CoreLogic®, a leading global property information, analytics and data-enabled solutions provider, has officially published results from its CoreLogic Home Price Index (HPI™) and HPI Forecast™ for November 2024.
Going by the available details, U.S. home price gains remained static since the summer of 2022 in November, but having said so, 17 states would reach new highs, with the nation as a whole expected to see a new peak this April. We get to say so because that’s the time when a typical home-buying season launches into full swing.
Anyway, this projected growth also follows up on Freddie Mac recently announcing that 30-year, fixed-rate mortgages rose to almost 7% as 2025 began, the highest recorded since July 2024. You see, while mortgage rates are expected to remain elevated for the rest of the year, buyer demand is healthy, particularly in more budget-friendly markets.
Talk about CoreLogic’s report on a slightly deeper level, we begin from how it reveals that U.S. single-family home prices (including distressed sales) increased by 3.4% year over year in November 2024, compared to November 2023. If we take a month-over-month view, home prices rose by 0.06% compared to October 2024.
Next up, the report discovered that, in the month of November, annual appreciation of detached properties (3.7%) was 2 percentage points higher than that of attached properties (1.7%). Even for 2025; CoreLogic projects annual U.S. home price gains increasing to 3.8% in November 2025.
Out of all the cities covered by this study, Chicago posted the highest year-over-year home price increase of the country’s 10 tracked metro areas in November at 5.8%. Miami happened to be the close second by boasting the gain of 5.6%.
As for states, New Jersey ranked first for annual appreciation in November (up by 7.8%), followed by Rhode Island (up by 7.3%) and New Hampshire (up by 6.9%). Markedly enough, no state recorded a year-over-year home price loss.
“Home prices remained relatively flat though showing some marginal improvement from the weakness seen heading into the fall and following reduced homebuyer demand amid the summer mortgage rate surge,” said Selma Hepp, Chief Economist at CoreLogic. “Nevertheless, the cooling home price growth trend is expected to continue well into 2025 partly due to the base effect and comparison with strong early 2023 appreciation and partly because of the expectations of higher mortgage rates over the course of 2025. Regionally, variations persist, as some more affordable areas remain in high demand and continue to see upward home price pressures.”
For better understanding, CoreLogic HPI™ Index is actually built on an industry-leading public record, which includes servicing and securities real-estate databases. These records, on their part, pack together more than 45 years of repeat-sales transactions for analyzing home price trends.
More on the same would reveal how CoreLogic HPI is designed to provide an early indication of home price trends by market segment and for the Single-Family Combined Tier. This it does by taking account the most comprehensive set of properties, including all sales of single-family attached and single-family detached properties.
Another detail worth a mention here is rooted in the fact that the indices in play here are fully revised with each release, and at the same time, they also employ techniques to signal turning points sooner.
Hold on, there is more, considering we still haven’t touched on the way CoreLogic HPI Forecasts™ are based on a two-stage, error-correction econometric model, which effectively combines the equilibrium home price with short-run fluctuations caused by market momentum, mean-reversion, and external economic shocks like changes in the unemployment rate. In case that wasn’t enough, CoreLogic HPI Forecasts project CoreLogic HPI levels for two tiers — Single-Family Combined (both attached and detached) and Single-Family Combined Excluding Distressed Sales.
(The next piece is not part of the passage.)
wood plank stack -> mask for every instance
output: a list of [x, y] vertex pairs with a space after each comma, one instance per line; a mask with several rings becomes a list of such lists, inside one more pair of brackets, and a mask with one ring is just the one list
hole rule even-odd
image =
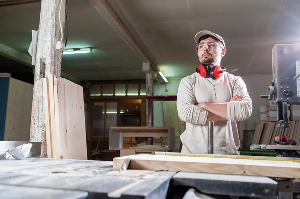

Among other things, we ought to mention is the model’s bid to leverage Comprehensive Capital Analysis and Review (CCAR) national scenarios to project five years of home prices under baseline, adverse and severely adverse scenarios at state, metropolitan areas and ZIP Code levels. All in all, CoreLogic’s forecasts have, thus far, enjoyed a 95% statistical confidence interval with a +/- 2% margin of error for the index.